A California jury has ordered Liberty Mutual Insurance Co. to pay $103 mn after finding the insurer violated the California Fair Employment and Housing Act by firing a veteran case manager because of her age.
The verdict includes $20 mn in noneconomic compensatory damages. Jurors later set punitive damages at $83 mn, according to Shegerian & Associates, which represented the plaintiff, Joy Slagel, in a case that stretched back several years.
Slagel spent more than 30 years at Liberty Mutual, building a long record of strong performance inside the claims department. That trajectory shifted after a new regional claims manager arrived in 2012, according to a complaint filed in January 2017.
Over the next 6 years, about six employees in their 50s and 60s resigned or were pushed out. Nearly every employee over 40 either left or was terminated. Out of roughly 120 staff, only two were older than 40.
The complaint describes a pattern of hostile treatment aimed at Slagel. Team-wide issues were blamed on her individually. Colleagues ignored her presence.

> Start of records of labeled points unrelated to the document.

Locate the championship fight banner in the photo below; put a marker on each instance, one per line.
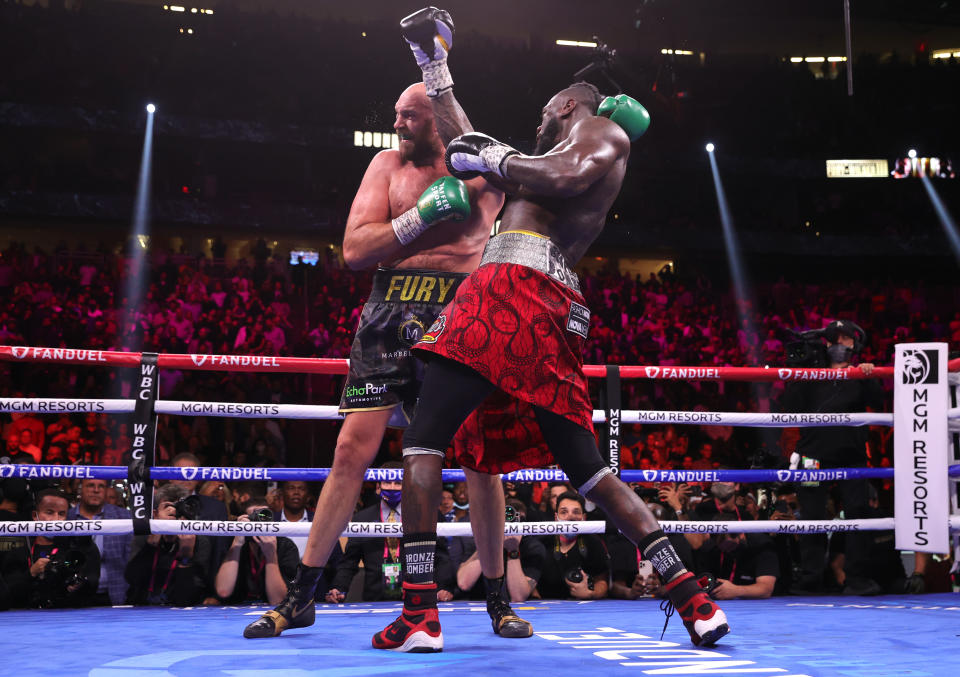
(920, 442)
(142, 447)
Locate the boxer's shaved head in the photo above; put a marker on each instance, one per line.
(415, 126)
(585, 94)
(555, 124)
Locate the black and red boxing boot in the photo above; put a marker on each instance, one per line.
(702, 618)
(417, 629)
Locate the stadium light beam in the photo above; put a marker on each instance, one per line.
(943, 215)
(741, 287)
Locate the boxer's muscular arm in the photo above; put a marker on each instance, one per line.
(449, 116)
(588, 154)
(452, 121)
(369, 236)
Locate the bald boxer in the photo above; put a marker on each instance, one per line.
(517, 328)
(426, 230)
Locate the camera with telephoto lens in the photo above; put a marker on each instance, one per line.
(63, 571)
(188, 507)
(576, 576)
(65, 566)
(806, 350)
(262, 515)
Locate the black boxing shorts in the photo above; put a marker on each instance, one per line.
(383, 372)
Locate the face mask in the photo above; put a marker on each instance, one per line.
(839, 353)
(391, 497)
(728, 545)
(721, 492)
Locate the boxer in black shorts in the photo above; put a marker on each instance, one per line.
(425, 230)
(383, 373)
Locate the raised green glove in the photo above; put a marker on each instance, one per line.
(626, 112)
(445, 198)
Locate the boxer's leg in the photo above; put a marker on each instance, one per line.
(575, 450)
(450, 392)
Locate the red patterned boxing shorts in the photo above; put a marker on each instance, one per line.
(523, 328)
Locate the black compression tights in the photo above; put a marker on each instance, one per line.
(452, 391)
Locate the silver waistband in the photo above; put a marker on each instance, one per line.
(531, 251)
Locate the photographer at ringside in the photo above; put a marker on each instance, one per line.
(256, 568)
(576, 566)
(170, 569)
(44, 572)
(835, 346)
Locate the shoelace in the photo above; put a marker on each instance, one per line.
(501, 607)
(666, 606)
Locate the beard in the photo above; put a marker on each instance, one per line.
(548, 137)
(416, 148)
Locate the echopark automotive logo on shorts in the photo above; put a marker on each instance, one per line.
(920, 367)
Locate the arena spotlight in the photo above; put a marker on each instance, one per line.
(946, 220)
(738, 274)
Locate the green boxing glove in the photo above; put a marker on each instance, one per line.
(626, 112)
(445, 198)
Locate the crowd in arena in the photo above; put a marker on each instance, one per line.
(76, 299)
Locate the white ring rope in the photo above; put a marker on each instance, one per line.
(391, 529)
(50, 405)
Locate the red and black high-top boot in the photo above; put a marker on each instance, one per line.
(417, 629)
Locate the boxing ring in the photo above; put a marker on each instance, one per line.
(791, 636)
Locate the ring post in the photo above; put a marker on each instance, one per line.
(144, 440)
(920, 441)
(610, 402)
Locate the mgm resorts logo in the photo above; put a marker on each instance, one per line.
(366, 389)
(920, 367)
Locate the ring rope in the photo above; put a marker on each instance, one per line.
(53, 405)
(122, 527)
(331, 366)
(228, 474)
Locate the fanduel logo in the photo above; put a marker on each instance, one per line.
(920, 367)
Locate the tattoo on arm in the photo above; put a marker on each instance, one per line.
(449, 116)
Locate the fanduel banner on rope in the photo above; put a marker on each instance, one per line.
(920, 447)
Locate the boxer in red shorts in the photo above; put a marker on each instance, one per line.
(516, 326)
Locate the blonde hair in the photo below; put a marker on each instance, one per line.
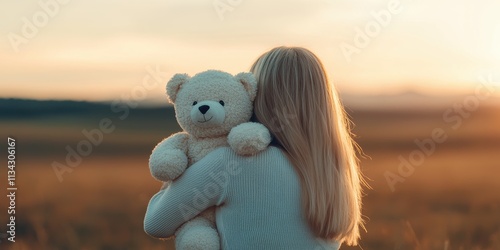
(305, 116)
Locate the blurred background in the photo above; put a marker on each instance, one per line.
(419, 79)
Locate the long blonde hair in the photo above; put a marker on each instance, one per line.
(303, 112)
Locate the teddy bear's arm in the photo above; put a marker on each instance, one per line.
(249, 138)
(169, 158)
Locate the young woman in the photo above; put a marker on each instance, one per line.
(303, 192)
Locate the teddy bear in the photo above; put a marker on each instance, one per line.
(213, 108)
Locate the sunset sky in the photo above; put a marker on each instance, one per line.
(100, 50)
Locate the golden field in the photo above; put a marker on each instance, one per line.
(450, 201)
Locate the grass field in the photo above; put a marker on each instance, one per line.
(450, 201)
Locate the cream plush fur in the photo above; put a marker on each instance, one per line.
(213, 108)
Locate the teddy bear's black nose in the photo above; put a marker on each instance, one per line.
(204, 108)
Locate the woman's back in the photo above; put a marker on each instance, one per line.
(261, 206)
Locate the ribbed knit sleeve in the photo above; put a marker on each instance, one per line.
(193, 192)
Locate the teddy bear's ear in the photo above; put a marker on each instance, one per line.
(249, 83)
(174, 85)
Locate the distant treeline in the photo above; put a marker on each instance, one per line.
(27, 108)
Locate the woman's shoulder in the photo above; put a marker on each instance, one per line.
(227, 152)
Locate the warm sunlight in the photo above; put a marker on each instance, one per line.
(378, 47)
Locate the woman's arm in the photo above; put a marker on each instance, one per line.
(193, 192)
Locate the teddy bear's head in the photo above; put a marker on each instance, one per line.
(210, 103)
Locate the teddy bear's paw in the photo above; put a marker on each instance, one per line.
(198, 238)
(249, 138)
(168, 165)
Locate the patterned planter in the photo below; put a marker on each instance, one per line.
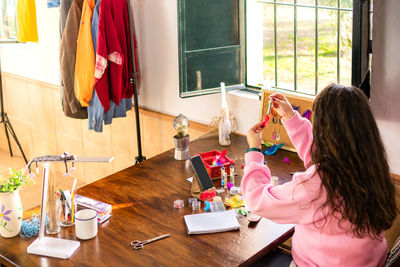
(10, 214)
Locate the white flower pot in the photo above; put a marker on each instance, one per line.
(10, 214)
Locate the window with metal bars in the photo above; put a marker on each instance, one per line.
(297, 46)
(306, 44)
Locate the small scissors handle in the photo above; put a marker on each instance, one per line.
(136, 244)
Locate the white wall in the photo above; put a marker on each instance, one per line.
(39, 61)
(385, 90)
(157, 34)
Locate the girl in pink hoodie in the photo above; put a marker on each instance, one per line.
(344, 201)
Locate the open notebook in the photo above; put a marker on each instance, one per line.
(213, 222)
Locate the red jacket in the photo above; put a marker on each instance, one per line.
(113, 55)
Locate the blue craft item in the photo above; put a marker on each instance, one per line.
(30, 227)
(272, 150)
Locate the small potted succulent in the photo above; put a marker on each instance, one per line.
(10, 202)
(181, 138)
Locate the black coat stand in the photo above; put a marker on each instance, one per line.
(133, 80)
(7, 124)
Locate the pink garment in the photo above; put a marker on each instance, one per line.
(297, 202)
(113, 68)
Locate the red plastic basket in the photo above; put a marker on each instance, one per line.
(215, 171)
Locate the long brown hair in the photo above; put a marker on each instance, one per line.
(351, 160)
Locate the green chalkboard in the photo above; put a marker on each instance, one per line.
(209, 45)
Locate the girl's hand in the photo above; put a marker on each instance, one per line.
(254, 135)
(282, 106)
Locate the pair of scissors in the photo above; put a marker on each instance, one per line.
(136, 244)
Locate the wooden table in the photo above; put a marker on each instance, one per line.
(142, 197)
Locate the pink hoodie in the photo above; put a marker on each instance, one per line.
(316, 242)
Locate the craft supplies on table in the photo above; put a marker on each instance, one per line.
(274, 131)
(178, 204)
(66, 208)
(217, 206)
(136, 244)
(234, 202)
(30, 227)
(215, 171)
(211, 222)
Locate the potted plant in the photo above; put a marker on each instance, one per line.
(181, 138)
(10, 202)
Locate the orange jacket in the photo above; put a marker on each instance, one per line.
(26, 21)
(85, 56)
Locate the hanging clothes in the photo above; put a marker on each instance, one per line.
(71, 105)
(26, 21)
(113, 55)
(85, 56)
(53, 3)
(64, 9)
(96, 113)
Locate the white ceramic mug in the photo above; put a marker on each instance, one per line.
(86, 224)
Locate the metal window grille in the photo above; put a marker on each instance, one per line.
(317, 8)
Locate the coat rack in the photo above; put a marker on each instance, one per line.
(133, 80)
(4, 118)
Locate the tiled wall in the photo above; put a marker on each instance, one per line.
(34, 110)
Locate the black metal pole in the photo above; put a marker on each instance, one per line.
(133, 80)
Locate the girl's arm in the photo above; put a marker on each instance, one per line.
(300, 133)
(287, 203)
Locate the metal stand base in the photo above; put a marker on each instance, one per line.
(8, 128)
(139, 159)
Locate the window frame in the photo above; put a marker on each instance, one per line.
(183, 92)
(360, 51)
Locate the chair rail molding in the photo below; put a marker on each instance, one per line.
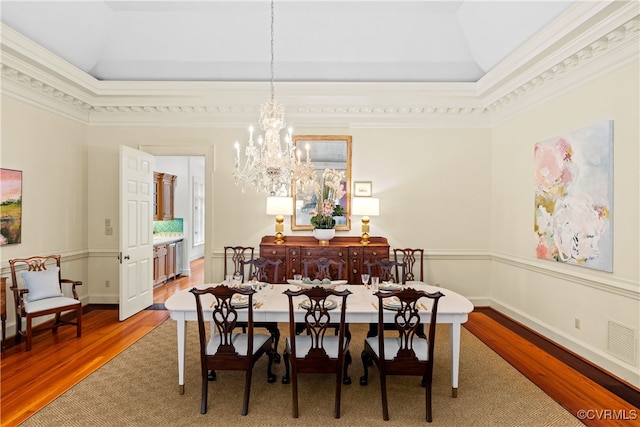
(612, 285)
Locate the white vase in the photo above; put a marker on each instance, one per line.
(324, 235)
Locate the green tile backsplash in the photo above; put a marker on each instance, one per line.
(171, 226)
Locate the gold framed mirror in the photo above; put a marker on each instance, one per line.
(326, 152)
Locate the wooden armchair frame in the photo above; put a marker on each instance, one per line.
(56, 306)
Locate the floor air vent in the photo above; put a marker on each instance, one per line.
(622, 342)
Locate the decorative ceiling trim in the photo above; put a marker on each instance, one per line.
(408, 104)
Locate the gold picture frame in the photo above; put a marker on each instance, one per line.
(325, 152)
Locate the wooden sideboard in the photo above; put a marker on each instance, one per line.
(347, 249)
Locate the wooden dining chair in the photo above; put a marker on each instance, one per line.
(38, 291)
(226, 350)
(263, 270)
(413, 260)
(233, 258)
(387, 270)
(323, 268)
(317, 351)
(407, 353)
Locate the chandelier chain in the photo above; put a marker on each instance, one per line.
(270, 166)
(272, 51)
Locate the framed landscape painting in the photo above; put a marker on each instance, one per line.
(10, 206)
(574, 197)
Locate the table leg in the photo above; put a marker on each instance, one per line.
(455, 357)
(181, 329)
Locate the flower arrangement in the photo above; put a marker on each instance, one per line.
(327, 206)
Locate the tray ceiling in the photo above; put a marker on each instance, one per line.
(315, 41)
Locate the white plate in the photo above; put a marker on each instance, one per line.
(331, 285)
(392, 303)
(329, 304)
(251, 285)
(390, 286)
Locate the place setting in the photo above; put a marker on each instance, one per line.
(307, 283)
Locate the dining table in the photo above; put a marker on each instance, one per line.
(271, 305)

Managers singled her out in meetings. In one episode, a supervisor said Slagel had “set the bar too high” while working with Disney, which later complained and asked that manager to step away from its account.
In March 2015, Slagel received her first-ever “needs improvement” review. Later that same year, she earned a customer service award for handling a major client claim. At the ceremony, the regional claims manager said she had “got lucky” and that it “would never happen again.”
By spring 2016, Slagel’s blood pressure worsened, which her complaint ties to the work environment. Her doctor recommended medical leave.
Liberty Mutual approved short-term disability leave running from April 19 to June 29, 2016. During that period, Slagel received a call from her manager saying a courier would collect her laptop. When she asked why, the response was brief.
On June 30, 2016, Slagel returned to the office and found her parking card and access badge disabled. After entering with a visitor pass, she was called into a meeting and terminated on the spot.
The company gave no reason, according to the complaint. She was later replaced by a white male in his late 20s.
At trial, Slagel’s attorneys argued Liberty Mutual fabricated an internal investigation to justify removing older, higher-paid employees. The effort, they said, aimed to silence Slagel rather than address performance.
Justin Shegerian, founder and lead trial attorney at Shegerian & Associates, said the verdict sends a clear signal to employers.
Age discrimination violates the law, harms workers, and juries will enforce accountability when companies cross that line.